Iris przygląda się jej i chyba zaczyna odczuwać rozbawienie.
– Mój Boże, Floro, cóż z ciebie za stworzenie! To jasne, że miłość jest egoistyczna! Ale co z tego? Małżeństwo społecznie sankcjonuje ustalenia dotyczące finansowych i fizycznych korzyści… Nie jesteś bardziej samolubna niż reszta ludzi. A na pewien sposób nawet mniej: zostałaś z Freddiem.
– Nie ma w tym niczego bezinteresownego. On zrobił dla mnie znacznie więcej…
– Wybacz trywialne pytanie: jesteś szczęśliwa?
Flora się roześmiała.
– Przypuszczam, że tak szczęśliwa jak inni. Ale jak to powtarza mój ojciec: „Życie to nie bajka”.
– Mhm. Cóż… O ile dobrze cię rozumiem, nie jesteś pewna, czy tęsknisz za nim samym, czy za tak zwanymi intymnymi relacjami, w którym to przypadku twój wybór powinien wydawać się oczywisty.
Flora rozsiada się w swoim fotelu, żałując swojego wybuchu.
– Wcale tak nie powiedziałam!
– Nie? Jak zawsze mi to powtarzasz, jesteś naukowcem. W takim razie jako naukowiec przeprowadź eksperyment.
– Jaki eksperyment?
– Spróbuj odpowiedzieć na pytanie: mężczyzna… czy samo zbliżenie? Nie możesz być teraz z tym mężczyzną, ale… – Unosi brew.
Flora wybucha śmiechem.
– To logiczne, prawda?
– Nie! To nie jest logiczne! To jest… okropne. Jesteś okropna.
– Chcę tylko zauważyć, że po pierwsze, jego uczucia są jeszcze większą zagadką niż twoje. A co istotniejsze, ty jesteś tutaj, a on w Nowym Jorku. Ogromna masa wody oddziela te dwa miejsca, przynajmniej tak mi się wydaje według mojej ograniczonej wiedzy.
Flora przygląda się pustej szklance.
– Może jednak jeszcze się napiję… Nie, sama sobie naleję.
– Nonsens, daj mi to… – Iris idzie na koniec pokoju. – Widziałaś się jeszcze z panem Levinsonem?
– Pracuje przy konserwacji mumii, więc widuję go oczywiście w muzeum. À propos czego to pytanie?
– Niczego, moja droga.
Iris podaje Florze nowego drinka. Kiedy to robi, koronkowy mankiet jej rękawa zsuwa się i ukazuje kościsty biały nadgarstek z ciemnymi plamami.

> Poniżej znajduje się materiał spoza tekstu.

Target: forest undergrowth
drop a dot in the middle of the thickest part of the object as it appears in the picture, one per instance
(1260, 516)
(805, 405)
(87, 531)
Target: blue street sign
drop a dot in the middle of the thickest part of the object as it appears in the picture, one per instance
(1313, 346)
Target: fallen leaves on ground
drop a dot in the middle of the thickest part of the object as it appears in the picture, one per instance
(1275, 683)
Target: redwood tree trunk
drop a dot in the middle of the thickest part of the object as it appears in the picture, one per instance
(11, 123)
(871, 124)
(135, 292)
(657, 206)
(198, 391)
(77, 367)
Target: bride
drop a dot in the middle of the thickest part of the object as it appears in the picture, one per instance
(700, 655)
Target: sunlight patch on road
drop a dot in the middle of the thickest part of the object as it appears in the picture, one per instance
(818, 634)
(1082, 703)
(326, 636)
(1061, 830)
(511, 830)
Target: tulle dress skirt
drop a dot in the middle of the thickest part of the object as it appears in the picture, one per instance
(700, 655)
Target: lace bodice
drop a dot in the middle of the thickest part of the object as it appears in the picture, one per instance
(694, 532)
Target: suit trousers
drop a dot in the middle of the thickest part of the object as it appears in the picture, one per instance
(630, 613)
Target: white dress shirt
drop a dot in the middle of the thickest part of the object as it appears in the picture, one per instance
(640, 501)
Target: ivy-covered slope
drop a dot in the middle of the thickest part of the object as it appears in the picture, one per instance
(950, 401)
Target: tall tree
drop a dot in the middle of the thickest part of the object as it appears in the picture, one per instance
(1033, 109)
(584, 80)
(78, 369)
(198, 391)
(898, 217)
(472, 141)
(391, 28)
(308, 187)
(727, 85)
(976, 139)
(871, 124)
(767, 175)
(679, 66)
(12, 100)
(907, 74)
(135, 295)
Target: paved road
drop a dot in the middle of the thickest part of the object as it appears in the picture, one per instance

– Chwilę temu skarżyłaś się, że brak ci doświadczenia. Doświadczenie należy zdobyć. Mogę podsunąć ci kilka pomysłów, jeśli brakuje ci własnych. Na przykład Lionel, od zawsze ma słabość do ciebie.
– Och, Boże! – Flora niemal się zakrztusiła. – Ile on ma lat?
– Trzydzieści dziewięć, a to, pozwolę sobie zauważyć, nie jest…
– Twierdzi, że ma tyle lat – mówi z przekąsem Flora. – I pudruje policzki.
Iris unosi brew, jakby była już naprawdę u kresu wytrzymałości.
– To tylko sugestia, a według pewnego źródła Lionel wie, jak zaspokoić kobietę. Chyba nie chcesz jakiegoś młodego chłopaka, który nie ma pojęcia na temat kobiecego ciała. Widzę, że czasami jesteś nieuprzejma, Floro. To wina młodości.
Flora patrzy na nią sfrustrowana.
– Cóż, a ja widzę, że znów masz sińce na nadgarstkach, i to też à propos niczego.